Opera, theatre, film, music, sound, vision, words, architecture, voices - all elements of the amazing Elephant and Castle experience at Snape Maltings.It would be easy to throw out the same number of adjectives to describe this promenade performance but to summarise, in the words of one its young characters, it was “wicked”.

Aldeburgh Festival, Elephant and Castle, Snape Maltings, June 21 and 22

Opera, theatre, film, music, sound, vision, words, architecture, voices - all elements of the amazing Elephant and Castle experience at Snape Maltings.

It would be easy to throw out the same number of adjectives to describe this promenade performance but to summarise, in the words of one its young characters, it was “wicked”.

The good-sized audience would have arrived for this production without too much idea of what to expect, which was half the fun.

It was multi-media but although there was so much to see and hear it was formally structured within the framework of an urban fairy tale set against the backdrop of a rural idyll.

Hansel and Gretel's mum has gives them a hard time so they run off to the Sixties edifice that is the Elephant and Castle shopping mall, in London, lured by its name and the promise of undiscovered pleasures.

Their father comes home, finds they are gone and, frantic with worry, sets out to find them - imagining the worst.

We follow the children's journey into the vast, frightening but exciting concrete jungle and share their father's increasing desperation and sorrow.

Singers Richard Morris, Jo Risebero, Rachel Nicholls, Bibi Heal and Martin Hyder were clearly enjoying the music and the acting, all giving excellent performances and the instrumentalists in their, pixie-pointed hoodies, also relished their central role.

A vast army of artists came together to create and perform this Aldeburgh Productions-commissioned piece.

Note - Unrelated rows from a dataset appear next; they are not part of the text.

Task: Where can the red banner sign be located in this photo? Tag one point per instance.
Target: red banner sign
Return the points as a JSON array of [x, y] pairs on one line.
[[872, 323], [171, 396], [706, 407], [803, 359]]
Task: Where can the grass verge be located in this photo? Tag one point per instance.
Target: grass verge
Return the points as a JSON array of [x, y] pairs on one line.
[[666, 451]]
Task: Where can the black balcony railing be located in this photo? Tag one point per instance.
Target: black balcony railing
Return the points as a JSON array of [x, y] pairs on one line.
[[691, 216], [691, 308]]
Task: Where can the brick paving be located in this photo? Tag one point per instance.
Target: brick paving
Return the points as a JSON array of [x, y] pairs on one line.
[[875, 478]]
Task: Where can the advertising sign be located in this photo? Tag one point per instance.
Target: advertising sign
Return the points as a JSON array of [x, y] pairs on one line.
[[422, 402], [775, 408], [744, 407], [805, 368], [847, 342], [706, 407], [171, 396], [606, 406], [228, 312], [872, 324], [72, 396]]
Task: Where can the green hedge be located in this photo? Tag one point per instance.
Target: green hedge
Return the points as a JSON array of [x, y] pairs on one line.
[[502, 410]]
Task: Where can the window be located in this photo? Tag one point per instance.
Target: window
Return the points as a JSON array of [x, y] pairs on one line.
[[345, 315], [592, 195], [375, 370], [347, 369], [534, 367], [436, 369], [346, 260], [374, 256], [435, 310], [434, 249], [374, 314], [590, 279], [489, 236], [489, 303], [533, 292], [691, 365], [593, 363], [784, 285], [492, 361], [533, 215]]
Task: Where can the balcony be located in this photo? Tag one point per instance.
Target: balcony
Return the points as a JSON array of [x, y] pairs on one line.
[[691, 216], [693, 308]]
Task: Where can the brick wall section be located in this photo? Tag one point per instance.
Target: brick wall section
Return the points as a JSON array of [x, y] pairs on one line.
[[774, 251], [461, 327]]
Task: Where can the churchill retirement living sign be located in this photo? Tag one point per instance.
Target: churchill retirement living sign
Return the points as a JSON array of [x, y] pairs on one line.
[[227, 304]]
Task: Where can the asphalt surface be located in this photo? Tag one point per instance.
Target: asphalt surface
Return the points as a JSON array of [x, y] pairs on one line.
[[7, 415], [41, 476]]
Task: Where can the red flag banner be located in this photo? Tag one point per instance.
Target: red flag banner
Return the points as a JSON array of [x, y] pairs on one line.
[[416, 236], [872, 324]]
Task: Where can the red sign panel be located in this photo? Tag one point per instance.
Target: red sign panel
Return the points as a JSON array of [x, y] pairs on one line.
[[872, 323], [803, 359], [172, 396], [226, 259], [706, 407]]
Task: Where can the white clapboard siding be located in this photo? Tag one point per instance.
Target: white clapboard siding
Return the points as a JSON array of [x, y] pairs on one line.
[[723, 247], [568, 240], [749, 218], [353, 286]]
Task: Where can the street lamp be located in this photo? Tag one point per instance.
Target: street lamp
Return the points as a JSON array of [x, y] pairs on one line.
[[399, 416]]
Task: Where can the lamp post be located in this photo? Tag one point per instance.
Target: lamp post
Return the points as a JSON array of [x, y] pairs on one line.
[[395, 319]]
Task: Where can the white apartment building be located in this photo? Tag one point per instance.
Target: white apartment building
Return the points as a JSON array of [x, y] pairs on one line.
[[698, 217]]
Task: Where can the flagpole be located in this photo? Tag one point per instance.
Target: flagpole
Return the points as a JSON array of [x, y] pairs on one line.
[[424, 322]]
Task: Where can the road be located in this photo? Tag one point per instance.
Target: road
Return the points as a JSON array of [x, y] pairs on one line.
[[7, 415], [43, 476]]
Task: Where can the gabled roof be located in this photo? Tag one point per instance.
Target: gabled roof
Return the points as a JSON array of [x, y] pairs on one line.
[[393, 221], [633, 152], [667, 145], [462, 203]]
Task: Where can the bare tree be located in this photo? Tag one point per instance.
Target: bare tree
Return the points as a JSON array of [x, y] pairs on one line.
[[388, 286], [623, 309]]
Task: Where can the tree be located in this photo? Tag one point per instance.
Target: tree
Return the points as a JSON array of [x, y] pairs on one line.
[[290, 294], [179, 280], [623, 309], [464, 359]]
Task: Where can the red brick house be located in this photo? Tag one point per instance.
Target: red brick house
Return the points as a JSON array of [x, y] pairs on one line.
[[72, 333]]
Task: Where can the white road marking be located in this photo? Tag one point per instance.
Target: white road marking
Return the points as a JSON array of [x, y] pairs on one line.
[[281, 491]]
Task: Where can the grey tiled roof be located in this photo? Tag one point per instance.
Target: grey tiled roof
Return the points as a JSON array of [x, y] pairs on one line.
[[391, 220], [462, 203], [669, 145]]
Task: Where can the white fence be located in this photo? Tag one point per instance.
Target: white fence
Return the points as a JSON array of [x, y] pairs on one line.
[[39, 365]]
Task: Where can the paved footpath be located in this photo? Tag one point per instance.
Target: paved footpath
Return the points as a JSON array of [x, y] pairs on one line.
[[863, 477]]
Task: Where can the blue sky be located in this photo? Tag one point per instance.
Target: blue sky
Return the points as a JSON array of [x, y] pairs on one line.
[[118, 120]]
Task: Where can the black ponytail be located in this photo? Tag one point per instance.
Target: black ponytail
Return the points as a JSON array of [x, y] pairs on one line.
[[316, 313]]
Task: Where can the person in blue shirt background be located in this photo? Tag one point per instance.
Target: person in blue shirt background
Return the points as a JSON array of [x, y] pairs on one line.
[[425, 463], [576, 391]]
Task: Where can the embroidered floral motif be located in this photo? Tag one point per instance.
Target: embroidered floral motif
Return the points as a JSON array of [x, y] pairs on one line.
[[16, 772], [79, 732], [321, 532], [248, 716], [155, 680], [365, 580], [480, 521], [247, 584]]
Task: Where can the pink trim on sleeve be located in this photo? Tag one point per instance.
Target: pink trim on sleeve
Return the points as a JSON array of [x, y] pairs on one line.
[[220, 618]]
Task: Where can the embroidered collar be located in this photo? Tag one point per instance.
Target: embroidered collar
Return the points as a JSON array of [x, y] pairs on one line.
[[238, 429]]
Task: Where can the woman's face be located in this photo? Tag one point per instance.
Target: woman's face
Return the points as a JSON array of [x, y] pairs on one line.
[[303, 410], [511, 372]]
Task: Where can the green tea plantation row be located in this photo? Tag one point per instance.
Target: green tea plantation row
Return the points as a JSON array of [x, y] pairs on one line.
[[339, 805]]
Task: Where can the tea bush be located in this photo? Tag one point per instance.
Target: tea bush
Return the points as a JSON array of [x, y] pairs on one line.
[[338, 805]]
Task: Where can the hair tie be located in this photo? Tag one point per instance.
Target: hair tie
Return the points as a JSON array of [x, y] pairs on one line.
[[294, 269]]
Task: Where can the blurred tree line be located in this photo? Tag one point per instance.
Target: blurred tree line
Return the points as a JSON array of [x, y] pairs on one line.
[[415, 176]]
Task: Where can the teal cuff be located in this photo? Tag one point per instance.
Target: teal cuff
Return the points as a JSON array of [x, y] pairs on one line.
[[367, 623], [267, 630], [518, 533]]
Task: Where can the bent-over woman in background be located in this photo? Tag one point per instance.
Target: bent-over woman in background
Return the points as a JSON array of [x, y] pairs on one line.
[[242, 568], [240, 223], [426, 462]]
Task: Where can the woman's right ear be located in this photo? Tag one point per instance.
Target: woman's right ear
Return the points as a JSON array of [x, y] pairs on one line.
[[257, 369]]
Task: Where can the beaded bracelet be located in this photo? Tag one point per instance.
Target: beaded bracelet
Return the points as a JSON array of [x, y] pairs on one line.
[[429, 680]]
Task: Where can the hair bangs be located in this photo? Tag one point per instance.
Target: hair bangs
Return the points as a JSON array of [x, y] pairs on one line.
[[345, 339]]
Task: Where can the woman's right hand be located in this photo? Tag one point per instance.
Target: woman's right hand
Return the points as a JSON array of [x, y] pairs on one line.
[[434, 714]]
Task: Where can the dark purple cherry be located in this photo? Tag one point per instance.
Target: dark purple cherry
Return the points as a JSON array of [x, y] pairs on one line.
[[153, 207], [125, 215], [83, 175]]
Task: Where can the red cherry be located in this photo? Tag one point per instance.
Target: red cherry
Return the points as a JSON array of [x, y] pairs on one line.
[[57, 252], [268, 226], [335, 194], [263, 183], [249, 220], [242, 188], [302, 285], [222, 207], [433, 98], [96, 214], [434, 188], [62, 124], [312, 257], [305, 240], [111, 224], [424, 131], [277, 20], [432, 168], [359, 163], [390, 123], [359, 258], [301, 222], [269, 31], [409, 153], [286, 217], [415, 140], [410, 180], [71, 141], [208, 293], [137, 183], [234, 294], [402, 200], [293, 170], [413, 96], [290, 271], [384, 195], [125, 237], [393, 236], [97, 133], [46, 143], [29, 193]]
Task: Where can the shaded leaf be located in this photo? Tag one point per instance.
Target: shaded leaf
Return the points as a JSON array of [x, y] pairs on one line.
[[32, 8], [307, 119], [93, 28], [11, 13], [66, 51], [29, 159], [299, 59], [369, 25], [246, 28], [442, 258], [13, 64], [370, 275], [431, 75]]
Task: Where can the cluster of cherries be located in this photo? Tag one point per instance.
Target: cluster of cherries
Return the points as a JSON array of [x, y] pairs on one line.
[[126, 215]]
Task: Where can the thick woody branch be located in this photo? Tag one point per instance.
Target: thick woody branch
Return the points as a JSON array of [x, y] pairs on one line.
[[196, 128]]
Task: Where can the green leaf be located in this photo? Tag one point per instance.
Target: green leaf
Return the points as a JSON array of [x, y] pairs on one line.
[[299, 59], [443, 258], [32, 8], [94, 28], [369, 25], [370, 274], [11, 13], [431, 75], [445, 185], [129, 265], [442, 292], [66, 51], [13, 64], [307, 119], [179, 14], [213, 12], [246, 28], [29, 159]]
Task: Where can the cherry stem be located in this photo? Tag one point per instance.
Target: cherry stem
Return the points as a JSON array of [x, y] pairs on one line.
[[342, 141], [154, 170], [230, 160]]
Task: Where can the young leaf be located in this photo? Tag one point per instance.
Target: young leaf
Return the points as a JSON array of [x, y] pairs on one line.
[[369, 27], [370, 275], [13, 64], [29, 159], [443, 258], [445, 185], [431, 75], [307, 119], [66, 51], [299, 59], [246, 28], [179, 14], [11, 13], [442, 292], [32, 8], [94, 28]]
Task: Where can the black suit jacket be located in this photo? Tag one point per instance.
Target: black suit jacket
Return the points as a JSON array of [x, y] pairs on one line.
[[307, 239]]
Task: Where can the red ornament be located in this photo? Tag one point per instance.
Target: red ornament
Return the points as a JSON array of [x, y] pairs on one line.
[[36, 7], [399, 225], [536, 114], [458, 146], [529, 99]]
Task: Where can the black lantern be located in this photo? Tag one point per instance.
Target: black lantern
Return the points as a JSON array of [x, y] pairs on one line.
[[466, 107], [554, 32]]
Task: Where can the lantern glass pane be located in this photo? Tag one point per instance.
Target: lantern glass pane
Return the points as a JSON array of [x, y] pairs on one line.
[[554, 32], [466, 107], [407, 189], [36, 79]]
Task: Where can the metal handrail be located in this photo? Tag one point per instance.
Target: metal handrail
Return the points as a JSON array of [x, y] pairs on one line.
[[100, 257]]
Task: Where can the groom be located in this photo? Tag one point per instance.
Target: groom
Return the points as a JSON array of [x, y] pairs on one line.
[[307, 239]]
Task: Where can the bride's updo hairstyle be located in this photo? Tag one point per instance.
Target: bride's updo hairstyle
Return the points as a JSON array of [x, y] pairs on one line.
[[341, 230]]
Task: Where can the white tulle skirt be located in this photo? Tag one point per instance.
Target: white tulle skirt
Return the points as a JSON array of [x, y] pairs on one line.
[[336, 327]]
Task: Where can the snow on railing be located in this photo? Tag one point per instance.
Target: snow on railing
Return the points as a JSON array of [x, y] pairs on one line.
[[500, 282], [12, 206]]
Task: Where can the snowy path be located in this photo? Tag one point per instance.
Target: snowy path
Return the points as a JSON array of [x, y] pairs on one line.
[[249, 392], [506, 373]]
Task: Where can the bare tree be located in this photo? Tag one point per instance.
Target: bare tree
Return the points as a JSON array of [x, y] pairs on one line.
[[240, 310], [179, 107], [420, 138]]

Designer Pippa Nissen whose outdoor and indoor constructions brought us the essence of a Sixties brave-new-world, now decisively rejected; writer and poet Blake Morrison whose evocative words brought us the fear of losing a child; director Tim Hopkins who assembled the component parts of the opera to bring us the whole; celebrated composer Tansy Davies whose tender aria, the father's lament, was one of the musical highlights of the evening; acclaimed composer Mira Calix, whose electronically-produced sounds were a soundtrack to the Elephant and Castle architecture with claustrophic throbbings and jangling traffic noises.

Their structure was enhanced by the lighting, live camera work, thematic images and even the way the audience was marshalled as it moved from place to place.

The final, magical scene, saw the reeds dotted with lights and a Beatles tribute band rendered All You Need is Love a final tribute to the lost innocence of urban architecture. The family is happily reunited and an explosive firework lit the sky in a glorious finale.

Some of the scenes did not come off as well as planned. The brightness of the evening made the first scene - a documentary with words projected on to massive screen - difficult to see but it would be churlish to complain when this whole fabulous project was so superbly accomplished.

Loved it. What a shame there were just two performances.